# Mailserver



## Kayser (19 April 2006)

Hallo, 

Ich bin auf der Suche nach einem lizenzfreien Mailserver.

Zur Zeit benutzt ich den _Internet Anywhere Mailserver 5.1_ 
als 30 Tage Version (siehe www.tnsoft.de) und bin damit
super zufrieden.

Wäre toll, wenn ich weitere Informationen von Euch erhalte.


Mfg
Kayser


----------



## afk (19 April 2006)

Kayser schrieb:
			
		

> Ich bin auf der Suche nach einem lizenzfreien Mailserver.

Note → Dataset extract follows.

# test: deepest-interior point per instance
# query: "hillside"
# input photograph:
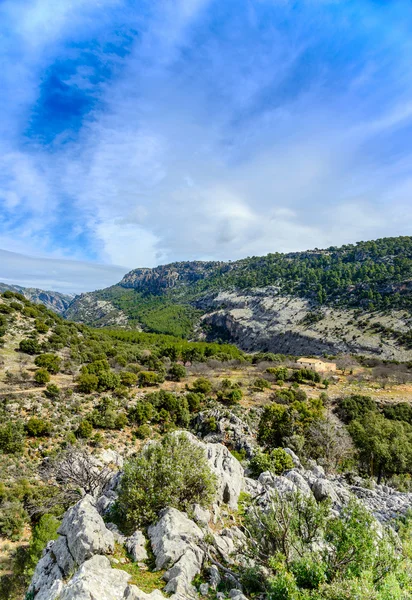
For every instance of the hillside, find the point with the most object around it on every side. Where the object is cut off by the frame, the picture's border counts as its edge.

Für welches Betriebssystem ?


Gruß Axel


----------



## volker (19 April 2006)

ich benutze schon seit jahren  diesen
http://www.janaserver.de/start.php?lang=de

für mich optimal, da er auch noch andere sachen bietet die ich brauche.


----------



## Kayser (19 April 2006)

Das Betriebssystem auf dem ich den Mailserver aufsetzen 
möchte, ist das von *MS Win NT*.


----------



## afk (19 April 2006)

In den Internet Information Services (IIS) von Microsoft ist auch ein Mailserver enthalten. Die IIS für WinNT befinden sich im Microsoft Windows NT 4.0 Option Pack, ab Win2k sind sie mit auf Installations-CD enthalten (außer bei XP Home).


Gruß Axel


----------



## seeba (19 April 2006)

http://www.tglsoft.de/
Hier ein weiterer kostenloser E-Mailserver. Funktioniert auch recht stabil, hab ihn mal zum Testen zuhause installiert, musste dann allerdings sendmail weichen.


----------